The first and only guy I’ve ever lived with (aside from my Dad) is Paul. I’m gonna go out on a limb here when I say he is extremely easy to live with, which I think is probably rare in men. He’s not a total slob, he let’s me decorate our home in my taste (finally), and just understands my daily routine and let’s me be. Although I am pretty OCD about having our home in tip-top shape (you never know who might just drop by), I also have my weird vices that we have had to come to terms with. Overall, I think just following some basic home etiquette will make living together a much smoother transition than most people thing it is. Today Paul is guest contributing to help out any guy who is facing some trouble, and of course I will cover my ladies:
As a girl living with her man:
- Don’t get caught up on the normal guy stuff. They are naturally less neat so dripping water all over the floor after a shower seems like a no brainer to them while to us it is sloppy and infuriating. Just learn to get over it.
- If you are in charge of the grocery shopping, always stock up on his favorite snacks and drinks.
- Limit the amount of pink in the house. I am obviously in charge of decor here, but I have developed a whole new appreciation for gender-neutral decorating that now suits both of our styles.
- Make the bed together in the morning. It is proven that making your bed sets the tone for a productive day, so why not share the wealth and have a nice clean room.
- Paul usually makes us breakfast and I make dinner. In exchange, whoever cooks doesn’t have to clean. We find this arrangement very fair and effective.
- Allow him time to sit and do nothing. Paul needs his fix of Fantasy sports everyday and it usually entails eating pretzels (which end up in the couch, on the floor, etc.) and listening to music. I take this time to blog, paint my nails, catch an episode of Kardashians, etc. Not every living moment needs to be spent together.

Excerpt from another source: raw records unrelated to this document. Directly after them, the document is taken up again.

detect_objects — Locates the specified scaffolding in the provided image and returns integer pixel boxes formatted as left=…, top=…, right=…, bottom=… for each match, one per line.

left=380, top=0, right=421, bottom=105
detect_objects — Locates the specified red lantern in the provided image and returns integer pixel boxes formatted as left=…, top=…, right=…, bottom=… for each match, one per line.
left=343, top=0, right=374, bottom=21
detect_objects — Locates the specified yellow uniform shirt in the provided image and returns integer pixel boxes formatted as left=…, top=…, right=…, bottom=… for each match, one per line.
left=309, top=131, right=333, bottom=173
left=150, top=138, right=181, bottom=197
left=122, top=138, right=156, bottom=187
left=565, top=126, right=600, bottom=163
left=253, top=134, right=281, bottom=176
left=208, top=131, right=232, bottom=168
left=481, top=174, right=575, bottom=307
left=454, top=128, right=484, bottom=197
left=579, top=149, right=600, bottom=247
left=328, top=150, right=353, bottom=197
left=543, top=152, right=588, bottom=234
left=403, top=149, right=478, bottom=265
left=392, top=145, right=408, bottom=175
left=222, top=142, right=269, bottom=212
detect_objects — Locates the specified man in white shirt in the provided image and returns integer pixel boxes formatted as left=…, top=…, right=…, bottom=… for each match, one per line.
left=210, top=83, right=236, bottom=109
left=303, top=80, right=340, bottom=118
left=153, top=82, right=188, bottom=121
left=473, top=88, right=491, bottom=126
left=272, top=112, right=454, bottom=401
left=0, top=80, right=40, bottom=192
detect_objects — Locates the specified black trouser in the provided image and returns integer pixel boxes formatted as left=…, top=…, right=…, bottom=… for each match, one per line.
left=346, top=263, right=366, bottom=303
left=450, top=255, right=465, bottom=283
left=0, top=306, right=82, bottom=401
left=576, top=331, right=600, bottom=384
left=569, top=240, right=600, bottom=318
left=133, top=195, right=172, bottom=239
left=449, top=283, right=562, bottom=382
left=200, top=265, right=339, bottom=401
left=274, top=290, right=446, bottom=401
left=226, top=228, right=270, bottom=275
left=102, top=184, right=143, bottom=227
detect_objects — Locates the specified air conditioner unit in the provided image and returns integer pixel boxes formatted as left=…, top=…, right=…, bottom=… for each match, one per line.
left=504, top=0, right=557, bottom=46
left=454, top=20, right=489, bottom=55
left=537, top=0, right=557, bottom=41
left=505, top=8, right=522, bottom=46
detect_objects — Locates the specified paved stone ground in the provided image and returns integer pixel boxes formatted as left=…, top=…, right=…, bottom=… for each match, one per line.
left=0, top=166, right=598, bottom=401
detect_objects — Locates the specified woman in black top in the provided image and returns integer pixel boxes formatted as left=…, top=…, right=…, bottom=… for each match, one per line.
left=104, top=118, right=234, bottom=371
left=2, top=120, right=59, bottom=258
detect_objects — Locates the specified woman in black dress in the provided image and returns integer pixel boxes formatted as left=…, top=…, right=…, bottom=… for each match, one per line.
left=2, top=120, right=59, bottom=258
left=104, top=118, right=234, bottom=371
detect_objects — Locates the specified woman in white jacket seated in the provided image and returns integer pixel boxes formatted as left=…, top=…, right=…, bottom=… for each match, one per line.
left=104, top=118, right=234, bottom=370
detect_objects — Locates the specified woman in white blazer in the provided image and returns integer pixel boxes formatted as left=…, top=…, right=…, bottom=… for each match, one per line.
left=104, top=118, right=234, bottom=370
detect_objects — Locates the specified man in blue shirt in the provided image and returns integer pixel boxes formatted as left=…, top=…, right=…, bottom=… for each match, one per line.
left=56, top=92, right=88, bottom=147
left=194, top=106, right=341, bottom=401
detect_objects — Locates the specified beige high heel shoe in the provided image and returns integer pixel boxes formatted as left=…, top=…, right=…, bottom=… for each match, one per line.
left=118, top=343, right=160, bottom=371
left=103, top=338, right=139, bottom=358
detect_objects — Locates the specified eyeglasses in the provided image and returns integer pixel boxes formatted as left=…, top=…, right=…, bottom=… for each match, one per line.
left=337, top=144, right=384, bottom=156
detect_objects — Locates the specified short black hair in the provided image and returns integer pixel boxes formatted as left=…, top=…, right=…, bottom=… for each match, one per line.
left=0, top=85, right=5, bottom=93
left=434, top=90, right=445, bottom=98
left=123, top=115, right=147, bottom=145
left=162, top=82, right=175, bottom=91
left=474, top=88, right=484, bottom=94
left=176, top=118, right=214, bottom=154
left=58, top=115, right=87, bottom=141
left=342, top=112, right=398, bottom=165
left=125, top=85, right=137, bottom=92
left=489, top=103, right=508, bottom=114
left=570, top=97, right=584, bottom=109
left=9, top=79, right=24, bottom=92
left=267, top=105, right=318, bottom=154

- Do find an activity outside of the house that you can share. We go to yoga together twice a week, take the dogs on hikes, and of course indulge in a good meal a few times a month.
- And just because I don’t want to sound like I have it all figured out, I will share my vices that drive Paul nuts: throwing the dirty towels in a pile outside the bathroom (that the dogs love to lay on), leaving my lunch dishes in the sink until dinner (when it is his turn to wash the dishes), never finishing a full can of anything (and putting it in the refrigerator), constantly making piles to take to the Goodwill, and lastly, falling asleep before turning off my bedside lamp.

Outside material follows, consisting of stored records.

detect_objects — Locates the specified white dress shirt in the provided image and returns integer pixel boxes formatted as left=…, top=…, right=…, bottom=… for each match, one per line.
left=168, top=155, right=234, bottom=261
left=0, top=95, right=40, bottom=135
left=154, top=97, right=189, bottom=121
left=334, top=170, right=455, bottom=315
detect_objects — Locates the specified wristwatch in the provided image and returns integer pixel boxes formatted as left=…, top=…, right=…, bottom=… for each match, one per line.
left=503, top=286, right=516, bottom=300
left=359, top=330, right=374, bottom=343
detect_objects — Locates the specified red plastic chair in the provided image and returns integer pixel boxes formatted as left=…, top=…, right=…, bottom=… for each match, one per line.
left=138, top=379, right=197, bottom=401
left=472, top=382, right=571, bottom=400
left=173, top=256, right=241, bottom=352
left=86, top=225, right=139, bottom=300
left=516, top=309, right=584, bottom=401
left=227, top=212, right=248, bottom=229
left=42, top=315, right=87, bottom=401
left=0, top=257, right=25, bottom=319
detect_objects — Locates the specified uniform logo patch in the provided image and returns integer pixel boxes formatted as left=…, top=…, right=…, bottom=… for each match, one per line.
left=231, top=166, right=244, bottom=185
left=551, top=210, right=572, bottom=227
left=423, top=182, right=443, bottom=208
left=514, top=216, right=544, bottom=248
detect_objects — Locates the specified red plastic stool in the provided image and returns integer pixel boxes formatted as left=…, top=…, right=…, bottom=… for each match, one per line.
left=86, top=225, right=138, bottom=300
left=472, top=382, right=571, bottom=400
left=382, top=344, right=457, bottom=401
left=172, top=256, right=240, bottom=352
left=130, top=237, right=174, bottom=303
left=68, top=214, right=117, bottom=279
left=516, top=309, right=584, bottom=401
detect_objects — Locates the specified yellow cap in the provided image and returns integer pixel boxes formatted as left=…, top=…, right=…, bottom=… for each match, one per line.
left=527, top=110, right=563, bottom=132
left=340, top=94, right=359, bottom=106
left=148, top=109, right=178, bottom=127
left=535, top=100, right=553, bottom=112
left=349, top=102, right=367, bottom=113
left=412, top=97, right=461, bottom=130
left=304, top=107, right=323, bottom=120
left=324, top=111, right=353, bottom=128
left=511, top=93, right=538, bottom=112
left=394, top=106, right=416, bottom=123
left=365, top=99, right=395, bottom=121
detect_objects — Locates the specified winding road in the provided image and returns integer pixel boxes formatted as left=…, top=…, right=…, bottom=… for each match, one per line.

As a guy living with his girl:
- Put the toilet seat down. There is nothing worse than a girl accidentally sitting down in the dark with it up…
- We will never be as clean as they are, so try to be respectful and at least clean up after yourself (ie: put the dish in the sink, make the bed look somewhat presentable, throw the dirty clothes into the hamper, etc.).
- Take the trash out. It’s just one of those things that girls never want to deal with and appreciate more than they let on (especially when you do it without being asked) AND put a bag in after.
- Bring home things they love occasionally. Sivan loves fresh flowers so when I make the occasional store run I’ll bring her some roses. Other times I just bring her sprinkle donuts and it gets the same effect.
- Let them do their thing. I used to panic that our place was too girly, but anyone that comes over is always very impressed with how our place looks.
- Don’t make too many annoying comments about their TV choices. Sivan likes to watch bad TV (and knows it) but it is her way of decompressing.
- My vices that drive her nuts: Leaving empty water bottles everywhere, not wiping down the counters after doing the dishes, leaving clean laundry in the dryer for days, taking off my shoes at the front door (and leaving them there), and lastly, my closet. I have a system that she doesn’t understand and thankfully we don’t share a closet, but I do find her in there regularly attempting to clean it (aka ruining the system).